Charles Moore (1855-1942) was an American journalist, historian and city planner.
He was born in Ypsilanti, Michigan, west of Detroit. He attended Phillips Academy Andover in Massachusetts and Harvard College (now University), where he studied under Charles Eliot Norton, Harvard’s first professor of art history. Norton emphasized the moral value of art and the equivalence of architecture with the other arts, and these ideas provided a lasting inspiration for Moore. During his college years Moore was editor of the Harvard Crimson and also wrote weekly columns for a couple of Detroit papers.
After graduation from Harvard in 1878, Moore spent ten years as a journalist in Detroit, eventually becoming Washington correspondent for the Detroit Evening Journal. He became acquainted with Detroit businessman and Republican politician James McMillan, and when McMillan was elected to the U.S. Senate in 1889, Moore accompanied him to Washington as his personal secretary. McMillan was appointed chairman of the Senate Committee on the District of Columbia and, as clerk, Moore drafted many committee reports outlining progressive policies to improve utilities, social services, transportation, and recreation in the city. In 1900 Moore completed a Ph.D. in history at Columbian College (now George Washington University).

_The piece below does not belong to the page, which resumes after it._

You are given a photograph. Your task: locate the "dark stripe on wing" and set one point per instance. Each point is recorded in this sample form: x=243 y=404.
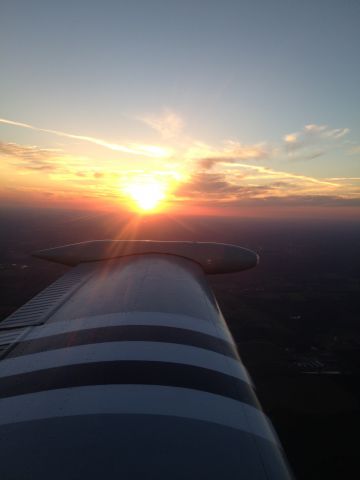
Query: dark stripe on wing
x=126 y=333
x=128 y=372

In 1901, Moore played a key role in securing passage of a bill to establish the Senate Park Commission, also known as the McMillan Commission, convened to formulate a plan for the future growth of Washington that would recapture the aims of the 1791 L’Enfant plan for the city and create a monumental appearance for the National Mall. The commission was composed of four men—architects Daniel Burnham and Charles Follen McKim, sculptor Augustus Saint-Gaudens, and landscape architect Frederick Law Olmsted, Jr.—all of whom had been intimately involved with the 1893 World’s Columbian Exposition, in Chicago. The fair’s classical buildings embodied the ideals of the City Beautiful movement, a revival of classical architecture in the Victorian era as a means of encouraging civic betterment through unified groupings of buildings that integrated typically allegorical sculpture, painting, and landscape with architecture. Burnham had been the fair’s director and was currently president of the American Institute of Architects. Moore served as the McMillan Commission’s secretary, and in the summer of 1901 accompanied the commission on a seven-week visit to European cities and estates that had influenced the L’Enfant Plan. With Olmsted, he wrote the 1901 Report of the Senate Park Commission, also known as the McMillan Report or McMillan Plan, still used as a template for the growth of Washington’s central area. Moore promoted adoption of the plan as the legitimate successor to the L’Enfant Plan, sharing its principles concerning the reciprocal relation of key sites and the need for an overall unity. Moore believed deeply in the symbolic importance of Washington as the capital of the nation.